Putin will not stop with Ukraine. Everybody should understand that,” former Ukrainian President Petro Poroshenko warned Monday.

In fact, Russia may already be eyeballing its next target. Rustam Minnekayev, Deputy Commander of Russia’s central military district, said Friday that the Kremlin’s plan is to take full control of the Donbas and the Southern part of Ukraine—and that securing the South “is another way to Transdniestria, where there is also evidence that the Russian-speaking population is being oppressed.”

Transdniestria is a separatist enclave in Moldova, a nation of little more than 13 thousand square miles, landlocked between Ukraine and Romania. Moldova is not in NATO, nor is it a member of the EU. It applied for EU membership the week Russia invaded Ukraine, but so far it only has EU Civil Protection, which offers it limited assistance.

Right now, though, Grant believes Moldova is a “big reach” for Russia. “I think linking up to their buddies in the Transdniestria region is still a very difficult military task,” she says. “Remember, they didn’t do very well trying to link up in Kyiv, so they still have a lot of Ukraine there to push back against. So they may want that, but I think that’s pretty ambitious for them from where they are today.”
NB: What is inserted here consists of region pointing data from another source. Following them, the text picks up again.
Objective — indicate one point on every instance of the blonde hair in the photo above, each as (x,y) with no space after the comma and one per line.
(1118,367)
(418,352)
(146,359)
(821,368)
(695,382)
Secretary Austin: Ukraine Can Win

Walsh says that Austin “said the quiet part out loud” when the Defense Secretary admitted the goal was to see “Russia weakened to the point where it can’t do things like invade Ukraine.”

Austin added that the Ukrainians “believe that we can win, we believe that they can win if they have the right equipment, the right support, and we’re going to do everything we can—continue to do everything we can.”

“For sure it’s a realistic objective,” says Walsh. “Take out every piece of equipment, every soldier—I feel bad about that, but under the laws of war that’s what you’re permitted to do—because whatever Putin doesn’t have after this is less he’ll have moving forward.”

“The moment that we win this war,” Ukrainian Foreign Minister Dmytro Kuleba said Tuesday, “I will say the United States did everything they could, and everything was enough to achieve this victory. And this victory will be for us, but also for you and all other democracies across the globe.”